- Film poster
- Directed by: Lucio Fulci
- Screenplay by: Bruno Corbucci; Giovanni Grimaldi;
- Story by: Mario Carotenuto
- Cinematography: Alfio Contini
- Edited by: Franco Fraticelli
- Music by: Piero Umiliani
- Production companies: Mirafilm; Marcus Produzione Cinematografica;
- Release dates: March 28, 1962 (Turin & Bari);
- Running time: 100 minutes
- Country: Italy
- Box office: ITL 116.630 million

= Colpo gobbo all'italiana =

Colpo gobbo all'italiana (lit. 'Smart Move Italian-Style') is a 1962 Italian comedy film directed by Lucio Fulci.

==Cast==
- Mario Carotenuto as Nando Paciocchi
- Marisa Merlini as Nunziata, Maggiola's wife
- Andrea Checchi as Orazio Menicotti
- Gina Rovere as Gina, Paciocchi's wife
- Gino Bramieri as Panza
- Aroldo Tieri as Tifillo, the burglar
- Gabriele Antonini as Ennio
- Hélène Chanel as the French blonde
- Ombretta Colli as Silvana, Ennio's girlfriend
- Jole Fierro as Ines, a sex worker
- Nino Terzo as Maggiola

==Production==
Colpo gobbo all'italiana was a production of two Italian film production companies: Mirafilm and Marcus Produzione Cinematografica. It was directed by Lucio Fulci. While Fulci biographer Stephen Thrower's book Beyond Terror: The Films of Lucio Fulci (2018) only credits Bruno Corbucci and Giovanni Grimaldi for the screenplay, ANICA includes Beppe Costa. The film was previously known as La nottola in bicicletta (lit. 'The Night Owl on a Bicycle' before its release. The film's opening features a song titled "La Nottola di notte" (lit. 'The Owl of the Night') written and performed by Gianni Meccia.

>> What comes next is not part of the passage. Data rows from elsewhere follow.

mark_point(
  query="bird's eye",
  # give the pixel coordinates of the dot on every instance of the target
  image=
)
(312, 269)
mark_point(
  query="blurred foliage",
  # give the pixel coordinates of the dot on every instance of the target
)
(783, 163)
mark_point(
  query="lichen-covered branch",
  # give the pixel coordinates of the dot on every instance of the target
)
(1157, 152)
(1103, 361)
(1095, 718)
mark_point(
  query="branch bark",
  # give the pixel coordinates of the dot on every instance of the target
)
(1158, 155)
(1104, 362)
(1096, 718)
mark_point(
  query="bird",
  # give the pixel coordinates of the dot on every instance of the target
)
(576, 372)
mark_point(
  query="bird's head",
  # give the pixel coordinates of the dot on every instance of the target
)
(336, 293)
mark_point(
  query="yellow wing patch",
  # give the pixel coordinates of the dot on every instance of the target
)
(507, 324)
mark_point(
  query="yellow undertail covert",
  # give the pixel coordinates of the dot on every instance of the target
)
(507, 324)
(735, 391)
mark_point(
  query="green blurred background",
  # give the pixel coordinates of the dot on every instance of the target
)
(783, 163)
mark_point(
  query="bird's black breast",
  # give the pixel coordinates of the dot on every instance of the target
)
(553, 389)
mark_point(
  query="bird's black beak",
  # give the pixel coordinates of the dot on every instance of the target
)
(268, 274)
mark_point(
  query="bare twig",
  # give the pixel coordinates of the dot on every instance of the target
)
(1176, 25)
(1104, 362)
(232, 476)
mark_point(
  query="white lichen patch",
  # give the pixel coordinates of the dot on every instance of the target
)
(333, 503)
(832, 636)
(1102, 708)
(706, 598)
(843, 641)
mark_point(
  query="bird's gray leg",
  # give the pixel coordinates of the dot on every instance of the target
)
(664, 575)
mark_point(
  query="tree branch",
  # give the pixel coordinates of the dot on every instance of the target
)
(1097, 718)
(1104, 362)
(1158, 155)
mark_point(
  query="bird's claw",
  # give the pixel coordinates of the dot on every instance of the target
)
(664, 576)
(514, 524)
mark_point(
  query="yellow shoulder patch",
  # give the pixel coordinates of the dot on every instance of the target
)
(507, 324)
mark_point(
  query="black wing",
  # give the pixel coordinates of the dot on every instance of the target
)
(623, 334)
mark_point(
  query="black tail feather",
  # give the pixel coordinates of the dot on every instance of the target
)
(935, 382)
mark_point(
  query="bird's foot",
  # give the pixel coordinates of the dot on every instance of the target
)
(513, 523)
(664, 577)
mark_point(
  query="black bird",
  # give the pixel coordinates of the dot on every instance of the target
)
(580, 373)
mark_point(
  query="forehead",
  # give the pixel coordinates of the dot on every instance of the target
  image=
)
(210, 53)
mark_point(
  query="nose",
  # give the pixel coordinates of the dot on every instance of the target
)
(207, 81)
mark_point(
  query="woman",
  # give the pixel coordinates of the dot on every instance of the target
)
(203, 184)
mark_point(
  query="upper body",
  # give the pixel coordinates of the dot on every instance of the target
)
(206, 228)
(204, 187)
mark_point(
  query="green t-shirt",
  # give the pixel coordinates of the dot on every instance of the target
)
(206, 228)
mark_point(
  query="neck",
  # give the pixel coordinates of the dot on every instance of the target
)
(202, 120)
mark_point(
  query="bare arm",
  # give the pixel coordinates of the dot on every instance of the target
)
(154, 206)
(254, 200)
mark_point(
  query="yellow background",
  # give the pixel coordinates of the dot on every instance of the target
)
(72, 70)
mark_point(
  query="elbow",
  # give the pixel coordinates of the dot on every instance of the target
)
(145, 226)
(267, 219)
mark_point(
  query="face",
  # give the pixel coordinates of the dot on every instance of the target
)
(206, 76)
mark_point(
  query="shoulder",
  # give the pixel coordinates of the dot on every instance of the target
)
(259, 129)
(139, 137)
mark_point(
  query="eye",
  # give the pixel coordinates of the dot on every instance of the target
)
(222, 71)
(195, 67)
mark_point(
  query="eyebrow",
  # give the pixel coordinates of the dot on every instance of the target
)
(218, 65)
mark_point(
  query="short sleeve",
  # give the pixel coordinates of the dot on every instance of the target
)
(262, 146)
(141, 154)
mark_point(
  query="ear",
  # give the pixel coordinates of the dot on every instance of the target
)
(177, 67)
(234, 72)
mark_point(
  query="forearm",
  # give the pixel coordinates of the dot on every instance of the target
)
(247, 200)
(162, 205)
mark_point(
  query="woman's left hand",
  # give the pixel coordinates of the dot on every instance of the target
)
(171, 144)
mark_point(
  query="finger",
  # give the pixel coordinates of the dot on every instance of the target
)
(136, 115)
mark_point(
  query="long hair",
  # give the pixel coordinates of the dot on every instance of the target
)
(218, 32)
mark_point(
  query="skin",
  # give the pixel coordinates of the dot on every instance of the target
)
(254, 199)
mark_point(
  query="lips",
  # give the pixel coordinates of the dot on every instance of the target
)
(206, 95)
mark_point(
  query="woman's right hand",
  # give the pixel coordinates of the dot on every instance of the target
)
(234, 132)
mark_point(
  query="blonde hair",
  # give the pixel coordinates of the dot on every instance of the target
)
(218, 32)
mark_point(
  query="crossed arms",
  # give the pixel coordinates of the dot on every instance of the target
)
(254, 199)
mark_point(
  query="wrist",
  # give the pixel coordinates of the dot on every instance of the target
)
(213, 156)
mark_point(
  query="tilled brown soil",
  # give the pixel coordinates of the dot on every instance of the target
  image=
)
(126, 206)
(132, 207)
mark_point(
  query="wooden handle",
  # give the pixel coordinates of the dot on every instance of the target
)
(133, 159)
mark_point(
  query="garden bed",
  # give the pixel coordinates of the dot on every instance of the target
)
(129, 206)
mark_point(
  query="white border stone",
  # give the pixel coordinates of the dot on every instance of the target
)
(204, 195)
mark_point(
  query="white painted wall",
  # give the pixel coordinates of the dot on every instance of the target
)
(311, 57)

The title Colpo gobbo all'italiana combines the names of two other works: Colpo gobbo is an Italian title for the Mickey Spillane's novel The Big Kill (1951) while "all'italiana" borrows from the popular film Divorce Italian Style (1961).

Mario Carotenuto was a prolific actor in comedy films of the period in Italy, who previously had appeared in Fulci's earlier films Ragazzi del Juke-Box (1959) and Urlatori alla sbarra (1960). Carotenuto, who had written the story and also served as producer, clashed with Fulci over changes to the script; after filming wrapped, Fulci ended his friendship with him, and the two never worked together again.

Thrower said that the film could be describe as Fulci's contribution to the "oft-reviled" pink neorealism genre of Italian cinema.

==Release and reception==
Colpo gobbo all'italiana was distributed in Italy by Mirafilm released to theatres in Turin and Bari May 11, followed by a release in Rome on June 9, 1962. It grossed a total of 116.630 million Italian lire in Italy. The film stayed in theaters through mid-1962 and was still playing in Rome through September. While Dizionario del cinema italiano said the box office in Italy was lower than earlier films like I ladri (1959), a film Fulci described as a financial flop.

It had a 100-minute runtime on its theatrical release in Italy and a 90-minute runtime in Spain when it played in Barcelona and Seville as La rubia tuvo la culpa in 1965.